Why I Changed The Colors In My Closet
I’m usually too fixated on my laptop’s screen to notice my compatriots at Starbucks, but two girls dressed in the joie de vivre colors of girlhood made me pause—one in a flamingo-pink shirt, the other in electric blue pants and sneakers as green as fresh grass. Listening to them, I couldn’t help but remember what it was like to be 13 or 14, to remember, as I sat there in blue jeans and a black top, what it was like before the color leaked out.
As the girls whispered, my mind’s photo album flipped back to myself pre-college, pre-career, pre-marriage and mother of sons, to a time when I wandered the mall with Ferris Bueller’s attitude that “life moves pretty fast,” so I should stop and look around once in a while. I’d browse through stores and inhale the crisp scent of new clothes I couldn’t afford or visit a purple jacket I’d put on layaway. It was a time of wondering what could be.
Now, I am in the middle of the middle years, and so many milestones have passed: choosing a career, getting married, buying a house, having children (a few of those more than once, except my husband). I’ve long since shifted my focus to my sons’ interests, appreciating the flexibility to organize work around school performances and sports games. And though I could now afford more things, leisurely shopping isn’t one of them. I’d come to love the simplicity of black, the color of choice for many women my age.
I glanced out the window and tried to recall the last time I wore red, the color my mother always said looked best on me. There was a pair of red Reeboks in college, a red suit jacket my first few years working in Boston and a ruby dress that I wore to a holiday office party that resulted in a date with a cute guy who had joked, “Can I have this dance with the lady in red?”
I slowly stopped wearing that color, though—or anything bold, for that matter—unless I was on vacation, or suddenly 10 pounds lighter, or in just the right mood.

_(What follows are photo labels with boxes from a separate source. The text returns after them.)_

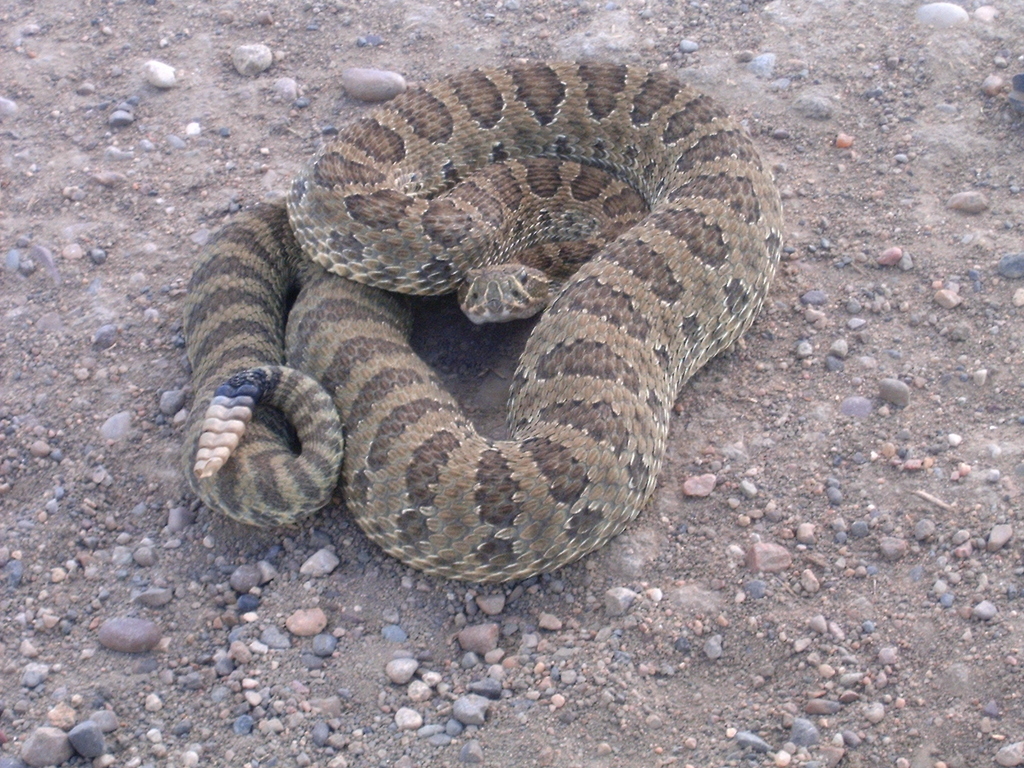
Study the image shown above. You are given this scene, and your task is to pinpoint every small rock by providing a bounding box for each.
[452,693,490,725]
[683,474,718,497]
[142,58,175,89]
[985,522,1014,552]
[384,658,420,685]
[459,738,483,765]
[537,612,562,632]
[457,622,501,656]
[97,618,161,653]
[394,707,423,731]
[996,253,1024,280]
[746,542,793,573]
[22,662,50,689]
[341,67,406,101]
[971,600,999,622]
[861,701,886,725]
[995,741,1024,768]
[285,608,327,637]
[231,43,273,77]
[879,379,910,408]
[299,549,341,577]
[918,3,971,30]
[99,411,132,442]
[604,587,637,616]
[946,191,988,213]
[476,592,505,616]
[68,720,106,758]
[22,725,75,768]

That was the real difference: my mood. Recent years have offered many opportunities to grapple with gray from child-rearing conundrums to deaths that hit closer and closer to home.
Looking back, I could spot signs of fading. The reds had toned down by the end of my 20s to an occasional colorful shirt or scarf and further muted during the early years of motherhood, when efficiency ruled: black, white, gray, beige and a little black dress. A convenient wardrobe that morphed into a habit.
As I drove to my younger son’s basketball game that afternoon, I remembered something my mother had said a few weeks earlier when I was on my way to visit her in upstate New York: “I’m wearing brighter colors lately,” she announced. “You won’t believe it’s me.”
“What kind of colors?” I asked. My mother was in her 60s and had worn black, brown and burgundy for as long as I could remember.
“You just wait until you see my closet,” she said proudly.
Sure enough, when I got to take a look, it was full of vibrant hues. “Are you going on a trip? Or a date? What have you done with my mother?”
She laughed. “No, just thought it would be fun to add some spice.”
Maybe after all those years of working and raising my siblings and me alone, this was her way of finding a new side of herself. She had been out hiking and on long road trips recently, things I’d never seen my mother do.
Later that night, after the game, I stood in my closet staring at hangers full of neutral clothes and wondered what happened to the adventure-seeking teenager who got thrown from a horse and a Yamaha dirt bike, the latter my fault. Here I was, more than 20 years later, in a closet dominated by neutral colors and with a dawning realization that I’d spent my 30s telling myself why I shouldn’t do something instead of thinking about how I could.
That week, I sneaked in an hour at the mall and returned with a cabernet-colored blouse, purple running shorts and an emerald-green cardigan (not to be worn together, of course).
The day I wore the cardigan, a friend said, “You look great!” while we waited at the bus stop. It was a day I said “yes” to an assignment I’d worried might be over my head. That evening, my husband said, “Love that green on you.”
I wondered what I must have looked like before. Is it the color, or is it how you feel when you wear it?
A few months later, I pondered that question again when a priest in a deep amethyst robe delivered an interesting take on Christmas. Instead of telling the story of Jesus’ birth, he gave a simple sermon about how all birthdays are a celebration of the number of years someone has been a light on this planet. I sat there on that hard wooden pew and thought about the grayness of getting older and wondered if it had to be that way—if our light, like our health, naturally diminishes as we get older, or if we can continue to keep it illuminated through our choices?
It’s been four years since that coffee shop day. Much more than my closet has changed since then. I went to graduate school, spent a week in Peru with my family distributing shoes on a volunteer trip, and went out dancing with friends again. In the process, I discovered that paying more attention to the colors I wear (even when I choose black) reminds me to think about what’s possible.
Green is my new favorite color to wear. I wore it for my first half-marathon, which I ran in part for the challenge and perhaps to show myself, as well as my sons, that if you’re fortunate enough to grow older, life gives you many seasons to bloom.